If you’re rich in retirement savings but cash poor, you may have considered taking a short-term loan on your 403(b)—and then thought better of it.
It may surprise you, then, to discover just how many cash-strapped employees do borrow from their retirement accounts: Among eligible participants, around one in five people have an outstanding loan on their 401(k) plan.1 I would guess that their nonprofit twin sister, the 403(b) loan, is just as popular.
Under certain circumstances, a 403(b) loan can be the lesser of many evils—the worst of which is a premature withdrawal.
403(b) loans vs. early withdrawals
Full disclosure: A couple of decades ago, I relocated for work—and although I had plenty of retirement savings, I didn’t have an established emergency fund. So, I took a $10k distribution from my IRA to use towards the purchase of a condo—which continued to grow in value until it was sold. I would not have borrowed that money to, say, travel the world.
Generally speaking, though, the difference between a loan and a withdrawal is a bit like the difference between visiting your future self to nicely ask if you can borrow ten dollars—and smashing open her cookie jar, without bothering to clean up the mess.
With an early withdrawal, you’ll not only lose the deferred earnings that money could have made, but it will trigger immediate income taxes—including 20% federal withholding as well as possible state taxes—and likely a 10% penalty on top.
With a loan, the understanding is that you will pay it all back, eventually restoring your balance to its original state. The cost to you (as with any loan) is the interest accumulated. You’re also paying an opportunity cost: You’ll lose any potential earnings that the borrowed amount would have made had it stayed inside your 403(b).
403(b) vs. other loans
Let me say straight off the bat: Loans should be avoided—except where they are unavoidable (student loans and mortgages being the best examples). Unfortunately, a sizeable number of borrowers default on their loans, because they overestimate how easy it will be to pay them back, or because they lose their job and need to pay everything back in a hurry.
I would bet that most of that 20% of 401(k) borrowers (numbering the millions) weren’t in desperate need of those 401(k) funds.
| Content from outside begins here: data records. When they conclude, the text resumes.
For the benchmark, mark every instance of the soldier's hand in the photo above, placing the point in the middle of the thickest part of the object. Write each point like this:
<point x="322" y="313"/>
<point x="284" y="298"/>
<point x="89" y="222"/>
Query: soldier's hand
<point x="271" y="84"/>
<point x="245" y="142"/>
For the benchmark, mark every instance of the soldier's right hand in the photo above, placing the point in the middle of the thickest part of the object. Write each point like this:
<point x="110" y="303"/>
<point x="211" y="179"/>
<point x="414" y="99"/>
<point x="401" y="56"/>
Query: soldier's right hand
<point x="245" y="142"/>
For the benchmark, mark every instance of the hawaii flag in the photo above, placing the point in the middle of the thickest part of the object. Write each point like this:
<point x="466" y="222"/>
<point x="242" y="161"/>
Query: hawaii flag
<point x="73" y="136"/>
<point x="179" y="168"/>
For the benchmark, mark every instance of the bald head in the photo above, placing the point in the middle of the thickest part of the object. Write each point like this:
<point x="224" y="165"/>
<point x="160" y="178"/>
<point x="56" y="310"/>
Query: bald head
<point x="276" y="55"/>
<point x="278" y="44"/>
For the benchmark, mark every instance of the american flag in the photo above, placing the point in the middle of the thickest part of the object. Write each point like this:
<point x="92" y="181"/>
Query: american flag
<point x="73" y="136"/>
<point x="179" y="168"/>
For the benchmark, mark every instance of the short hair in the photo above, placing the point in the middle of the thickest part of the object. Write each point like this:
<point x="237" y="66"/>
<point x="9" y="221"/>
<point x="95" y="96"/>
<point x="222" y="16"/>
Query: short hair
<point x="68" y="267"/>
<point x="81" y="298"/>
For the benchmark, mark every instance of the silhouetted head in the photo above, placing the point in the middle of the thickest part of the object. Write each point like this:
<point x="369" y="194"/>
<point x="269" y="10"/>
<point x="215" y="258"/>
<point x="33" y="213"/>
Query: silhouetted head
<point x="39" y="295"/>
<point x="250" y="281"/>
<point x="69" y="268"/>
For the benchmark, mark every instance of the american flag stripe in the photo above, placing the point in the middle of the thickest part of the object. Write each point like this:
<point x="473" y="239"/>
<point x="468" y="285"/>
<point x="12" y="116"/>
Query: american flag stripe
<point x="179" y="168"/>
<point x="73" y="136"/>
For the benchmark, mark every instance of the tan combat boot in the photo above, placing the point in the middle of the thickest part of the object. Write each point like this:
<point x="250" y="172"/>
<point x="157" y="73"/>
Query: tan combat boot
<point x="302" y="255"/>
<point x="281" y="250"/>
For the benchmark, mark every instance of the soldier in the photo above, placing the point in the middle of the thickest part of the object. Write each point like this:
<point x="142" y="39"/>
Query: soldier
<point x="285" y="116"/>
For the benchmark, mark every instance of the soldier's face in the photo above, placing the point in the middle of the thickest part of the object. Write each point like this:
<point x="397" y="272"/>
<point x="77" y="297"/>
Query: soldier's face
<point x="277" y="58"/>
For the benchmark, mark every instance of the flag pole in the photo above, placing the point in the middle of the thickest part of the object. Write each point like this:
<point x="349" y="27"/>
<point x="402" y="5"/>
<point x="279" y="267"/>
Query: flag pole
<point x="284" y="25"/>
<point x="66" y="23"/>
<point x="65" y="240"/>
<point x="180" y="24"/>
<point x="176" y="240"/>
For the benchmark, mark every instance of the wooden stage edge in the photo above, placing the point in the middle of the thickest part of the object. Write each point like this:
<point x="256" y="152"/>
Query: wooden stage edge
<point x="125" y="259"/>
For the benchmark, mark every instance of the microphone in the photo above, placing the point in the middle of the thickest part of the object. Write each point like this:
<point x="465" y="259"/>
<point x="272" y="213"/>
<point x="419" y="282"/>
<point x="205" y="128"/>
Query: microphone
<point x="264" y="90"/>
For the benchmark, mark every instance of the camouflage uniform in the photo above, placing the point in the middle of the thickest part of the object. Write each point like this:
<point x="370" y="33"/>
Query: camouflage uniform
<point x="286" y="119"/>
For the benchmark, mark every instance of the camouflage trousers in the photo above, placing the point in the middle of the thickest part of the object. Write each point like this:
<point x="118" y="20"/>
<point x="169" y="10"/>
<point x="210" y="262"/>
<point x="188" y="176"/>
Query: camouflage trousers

In my experience, people are using funds from their 403(b) or 401(k) simply to maintain the lifestyle to which they’ve become accustomed—or think they need. Before even thinking about a loan—of any kind—we should consider adjusting our standard of living, or properly redefine “needs” (that new car, kitchen) as wants. And you can’t always get what you want.
However, when that hurricane does come and lay waste to the roof over your head, a 403(b) loan could be your least expensive, most convenient way to come up with the money you need (assuming your employer plan allows for it). In reality, you are borrowing money that is essentially yours to begin with, so it isn’t a loan in the normal sense, but rather a kind of special access pass to a portion of your retirement account on a tax-free basis (generally, no more than 50% of your account balance or $50,000—whichever is the lesser). And on a positive note, the interest rate is typically lower than anything you would find elsewhere, and your credit rating is not a factor when applying.
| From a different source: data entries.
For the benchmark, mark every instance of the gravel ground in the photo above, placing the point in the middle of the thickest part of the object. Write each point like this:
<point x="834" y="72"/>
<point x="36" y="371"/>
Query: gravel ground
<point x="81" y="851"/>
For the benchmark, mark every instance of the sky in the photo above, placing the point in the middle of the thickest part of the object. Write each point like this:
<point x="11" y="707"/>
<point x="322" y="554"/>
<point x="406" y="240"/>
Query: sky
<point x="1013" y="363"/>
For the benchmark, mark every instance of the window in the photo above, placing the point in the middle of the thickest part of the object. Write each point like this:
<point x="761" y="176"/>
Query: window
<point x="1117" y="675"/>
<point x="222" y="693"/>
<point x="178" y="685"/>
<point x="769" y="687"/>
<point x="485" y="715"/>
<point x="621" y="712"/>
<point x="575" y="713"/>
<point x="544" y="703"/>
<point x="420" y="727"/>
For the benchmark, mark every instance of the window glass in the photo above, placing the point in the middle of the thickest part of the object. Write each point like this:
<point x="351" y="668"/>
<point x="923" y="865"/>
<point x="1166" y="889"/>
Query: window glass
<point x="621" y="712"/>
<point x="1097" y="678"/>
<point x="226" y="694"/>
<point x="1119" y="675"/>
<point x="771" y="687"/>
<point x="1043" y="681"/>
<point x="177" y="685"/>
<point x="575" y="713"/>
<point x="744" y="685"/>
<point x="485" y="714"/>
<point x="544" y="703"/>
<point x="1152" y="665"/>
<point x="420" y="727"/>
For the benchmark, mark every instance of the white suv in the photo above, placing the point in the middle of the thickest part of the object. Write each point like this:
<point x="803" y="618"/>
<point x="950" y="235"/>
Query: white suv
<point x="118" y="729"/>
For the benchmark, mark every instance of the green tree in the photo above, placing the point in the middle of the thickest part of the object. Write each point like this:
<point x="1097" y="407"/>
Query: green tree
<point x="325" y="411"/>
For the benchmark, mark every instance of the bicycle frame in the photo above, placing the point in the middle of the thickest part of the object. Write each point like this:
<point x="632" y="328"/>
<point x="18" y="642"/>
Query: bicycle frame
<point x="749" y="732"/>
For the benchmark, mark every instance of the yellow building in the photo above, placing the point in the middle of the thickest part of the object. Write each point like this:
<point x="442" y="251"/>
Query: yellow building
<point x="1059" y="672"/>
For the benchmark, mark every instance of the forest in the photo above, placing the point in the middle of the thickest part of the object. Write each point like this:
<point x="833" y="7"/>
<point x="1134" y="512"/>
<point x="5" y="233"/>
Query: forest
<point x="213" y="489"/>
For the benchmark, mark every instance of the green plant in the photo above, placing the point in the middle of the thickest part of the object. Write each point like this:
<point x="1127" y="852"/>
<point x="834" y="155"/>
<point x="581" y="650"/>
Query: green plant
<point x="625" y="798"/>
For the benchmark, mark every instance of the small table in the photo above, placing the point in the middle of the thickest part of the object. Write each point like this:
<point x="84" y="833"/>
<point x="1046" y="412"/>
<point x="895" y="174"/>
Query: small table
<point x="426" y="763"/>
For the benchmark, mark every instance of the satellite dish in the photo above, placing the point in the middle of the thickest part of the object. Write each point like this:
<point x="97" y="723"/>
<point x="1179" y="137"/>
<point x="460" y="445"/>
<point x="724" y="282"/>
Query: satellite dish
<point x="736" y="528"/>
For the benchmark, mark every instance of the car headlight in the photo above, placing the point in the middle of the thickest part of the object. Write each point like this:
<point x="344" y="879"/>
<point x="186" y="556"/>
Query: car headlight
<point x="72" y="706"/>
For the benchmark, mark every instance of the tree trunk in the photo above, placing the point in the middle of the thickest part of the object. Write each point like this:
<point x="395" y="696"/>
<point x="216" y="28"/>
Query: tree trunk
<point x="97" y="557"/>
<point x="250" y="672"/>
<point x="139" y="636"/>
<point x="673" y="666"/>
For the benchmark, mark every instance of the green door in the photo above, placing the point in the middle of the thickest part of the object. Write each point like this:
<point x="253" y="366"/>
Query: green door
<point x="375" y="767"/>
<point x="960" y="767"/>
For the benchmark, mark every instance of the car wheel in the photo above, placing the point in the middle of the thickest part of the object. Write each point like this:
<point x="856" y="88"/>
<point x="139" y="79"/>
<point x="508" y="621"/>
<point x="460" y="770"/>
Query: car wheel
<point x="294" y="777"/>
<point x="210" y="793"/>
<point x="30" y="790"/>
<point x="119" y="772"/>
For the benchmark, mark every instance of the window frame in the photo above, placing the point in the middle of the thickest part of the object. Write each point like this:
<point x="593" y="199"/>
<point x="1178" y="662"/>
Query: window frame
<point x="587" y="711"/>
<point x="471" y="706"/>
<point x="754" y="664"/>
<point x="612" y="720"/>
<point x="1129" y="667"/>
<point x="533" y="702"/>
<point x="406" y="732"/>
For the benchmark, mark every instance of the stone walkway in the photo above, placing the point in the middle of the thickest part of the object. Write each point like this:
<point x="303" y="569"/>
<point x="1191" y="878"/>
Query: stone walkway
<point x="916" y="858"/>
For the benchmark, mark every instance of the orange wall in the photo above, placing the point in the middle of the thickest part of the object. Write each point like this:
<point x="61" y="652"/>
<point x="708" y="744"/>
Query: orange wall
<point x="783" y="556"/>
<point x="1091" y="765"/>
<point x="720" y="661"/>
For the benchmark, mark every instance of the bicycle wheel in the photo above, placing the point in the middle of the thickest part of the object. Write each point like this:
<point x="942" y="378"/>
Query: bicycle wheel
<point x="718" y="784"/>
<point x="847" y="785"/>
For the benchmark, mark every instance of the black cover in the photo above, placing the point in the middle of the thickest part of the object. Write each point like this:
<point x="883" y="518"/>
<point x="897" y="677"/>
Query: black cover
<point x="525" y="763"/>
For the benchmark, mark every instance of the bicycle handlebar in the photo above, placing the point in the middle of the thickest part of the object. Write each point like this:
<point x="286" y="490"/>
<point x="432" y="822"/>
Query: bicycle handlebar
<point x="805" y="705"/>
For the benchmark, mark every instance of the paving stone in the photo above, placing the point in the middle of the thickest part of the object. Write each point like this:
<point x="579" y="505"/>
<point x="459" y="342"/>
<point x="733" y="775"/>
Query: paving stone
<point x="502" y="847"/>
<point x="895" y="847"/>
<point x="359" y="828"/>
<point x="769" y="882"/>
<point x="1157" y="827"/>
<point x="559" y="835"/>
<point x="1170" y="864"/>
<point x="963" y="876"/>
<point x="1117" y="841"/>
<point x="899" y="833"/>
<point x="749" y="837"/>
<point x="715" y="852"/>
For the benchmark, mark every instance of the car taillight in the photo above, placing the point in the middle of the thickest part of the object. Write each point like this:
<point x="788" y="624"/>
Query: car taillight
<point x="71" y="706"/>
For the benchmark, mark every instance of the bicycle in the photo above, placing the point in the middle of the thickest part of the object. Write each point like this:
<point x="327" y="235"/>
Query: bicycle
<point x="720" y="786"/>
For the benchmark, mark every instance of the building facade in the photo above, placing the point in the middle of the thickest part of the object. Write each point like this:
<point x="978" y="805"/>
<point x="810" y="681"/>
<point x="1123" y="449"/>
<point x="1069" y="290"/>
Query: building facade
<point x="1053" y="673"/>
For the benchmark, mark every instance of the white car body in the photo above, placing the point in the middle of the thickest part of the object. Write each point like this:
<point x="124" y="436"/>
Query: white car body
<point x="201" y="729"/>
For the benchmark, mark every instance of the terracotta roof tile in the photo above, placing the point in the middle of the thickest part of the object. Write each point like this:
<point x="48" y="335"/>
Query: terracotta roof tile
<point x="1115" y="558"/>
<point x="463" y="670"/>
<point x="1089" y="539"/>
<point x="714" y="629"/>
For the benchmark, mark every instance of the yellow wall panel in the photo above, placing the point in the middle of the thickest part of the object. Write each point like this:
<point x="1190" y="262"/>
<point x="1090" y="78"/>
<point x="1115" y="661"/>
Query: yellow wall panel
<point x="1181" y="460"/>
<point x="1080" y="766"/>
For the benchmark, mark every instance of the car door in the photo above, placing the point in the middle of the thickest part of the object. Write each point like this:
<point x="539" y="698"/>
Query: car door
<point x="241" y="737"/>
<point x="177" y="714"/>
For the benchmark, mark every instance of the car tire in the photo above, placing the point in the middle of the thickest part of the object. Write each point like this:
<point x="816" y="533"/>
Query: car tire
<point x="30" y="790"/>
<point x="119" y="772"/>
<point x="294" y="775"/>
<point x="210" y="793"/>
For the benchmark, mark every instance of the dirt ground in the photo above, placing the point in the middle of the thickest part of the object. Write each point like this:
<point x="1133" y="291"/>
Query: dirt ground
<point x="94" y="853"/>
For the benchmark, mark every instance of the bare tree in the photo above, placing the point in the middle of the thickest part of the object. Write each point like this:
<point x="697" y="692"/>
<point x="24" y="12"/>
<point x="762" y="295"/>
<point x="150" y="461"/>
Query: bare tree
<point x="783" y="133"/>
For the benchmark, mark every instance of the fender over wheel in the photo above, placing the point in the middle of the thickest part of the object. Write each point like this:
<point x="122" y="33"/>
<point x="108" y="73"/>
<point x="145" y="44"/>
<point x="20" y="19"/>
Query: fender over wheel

With most 403(b) plans, there’s a five-year repayment schedule, although in most cases, you can pay the loan back sooner. Check your specific plan rules. Also, you can use a 403(b) for the purchase of a primary residence, in which case you can pay the loan back over a longer period than five years.
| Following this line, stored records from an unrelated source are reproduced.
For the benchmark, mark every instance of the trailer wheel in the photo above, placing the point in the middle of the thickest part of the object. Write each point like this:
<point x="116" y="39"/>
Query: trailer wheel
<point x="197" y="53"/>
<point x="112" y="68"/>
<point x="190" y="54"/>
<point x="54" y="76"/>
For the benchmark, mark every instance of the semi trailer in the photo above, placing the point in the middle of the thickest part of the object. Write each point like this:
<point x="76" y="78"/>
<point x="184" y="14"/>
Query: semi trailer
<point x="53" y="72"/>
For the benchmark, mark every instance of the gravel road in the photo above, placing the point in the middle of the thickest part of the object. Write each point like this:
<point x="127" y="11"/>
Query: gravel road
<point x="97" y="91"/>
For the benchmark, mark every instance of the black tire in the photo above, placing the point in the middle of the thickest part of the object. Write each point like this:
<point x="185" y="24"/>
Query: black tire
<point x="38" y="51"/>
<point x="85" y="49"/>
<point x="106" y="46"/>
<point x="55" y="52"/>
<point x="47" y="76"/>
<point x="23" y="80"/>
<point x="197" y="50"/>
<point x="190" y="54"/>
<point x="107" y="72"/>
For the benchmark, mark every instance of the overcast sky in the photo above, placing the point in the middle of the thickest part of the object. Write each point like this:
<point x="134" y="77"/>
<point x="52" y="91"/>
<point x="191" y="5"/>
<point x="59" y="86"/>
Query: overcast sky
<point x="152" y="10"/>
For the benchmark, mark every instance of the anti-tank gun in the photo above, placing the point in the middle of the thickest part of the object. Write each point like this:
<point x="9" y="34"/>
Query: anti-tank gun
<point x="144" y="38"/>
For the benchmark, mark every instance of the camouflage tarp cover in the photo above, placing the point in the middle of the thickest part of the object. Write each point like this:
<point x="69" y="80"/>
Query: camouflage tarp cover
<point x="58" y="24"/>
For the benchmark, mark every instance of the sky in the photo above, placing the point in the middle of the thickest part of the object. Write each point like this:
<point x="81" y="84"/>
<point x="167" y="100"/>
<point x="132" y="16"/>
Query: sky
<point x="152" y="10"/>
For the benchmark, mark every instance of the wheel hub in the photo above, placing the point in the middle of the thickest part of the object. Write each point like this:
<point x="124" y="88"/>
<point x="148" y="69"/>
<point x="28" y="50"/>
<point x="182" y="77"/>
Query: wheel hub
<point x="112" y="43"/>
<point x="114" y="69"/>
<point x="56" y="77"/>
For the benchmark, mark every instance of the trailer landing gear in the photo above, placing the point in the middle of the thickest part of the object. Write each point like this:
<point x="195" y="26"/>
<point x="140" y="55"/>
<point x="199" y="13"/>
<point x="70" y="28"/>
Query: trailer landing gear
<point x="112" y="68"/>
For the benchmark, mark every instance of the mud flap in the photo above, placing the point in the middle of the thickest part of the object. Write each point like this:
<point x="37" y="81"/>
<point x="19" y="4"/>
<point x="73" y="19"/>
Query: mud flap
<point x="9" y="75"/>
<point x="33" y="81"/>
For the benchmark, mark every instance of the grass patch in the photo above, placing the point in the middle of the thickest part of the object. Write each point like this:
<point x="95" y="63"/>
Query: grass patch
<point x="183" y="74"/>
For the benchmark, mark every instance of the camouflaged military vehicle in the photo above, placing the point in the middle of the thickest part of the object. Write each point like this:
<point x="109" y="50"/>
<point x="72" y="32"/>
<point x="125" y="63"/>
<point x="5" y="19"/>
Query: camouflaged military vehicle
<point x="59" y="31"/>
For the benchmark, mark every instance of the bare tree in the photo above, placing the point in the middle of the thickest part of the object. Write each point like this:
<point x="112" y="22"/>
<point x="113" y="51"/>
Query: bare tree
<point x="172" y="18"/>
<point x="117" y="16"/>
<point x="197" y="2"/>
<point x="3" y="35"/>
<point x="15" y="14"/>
Important caveat: If you leave your job while still owing money on your loan, you may be able to repay using the same schedule or you may need to repay it in full, within a grace period of around 60 to 90 days, before you can roll your balance to an IRA or new employer plan. Otherwise, the outstanding balance will be considered taxable, and you may face a 10% early withdrawal penalty. Check the repayment requirements for your specific employer plan.
Bottom line: For more flexibility, the best plan is to have adequate, liquid emergency savings. But as a quick-fix solution, an in-plan loan may work in your favor—as long as you repay it on time, and stay on track with your savings goals.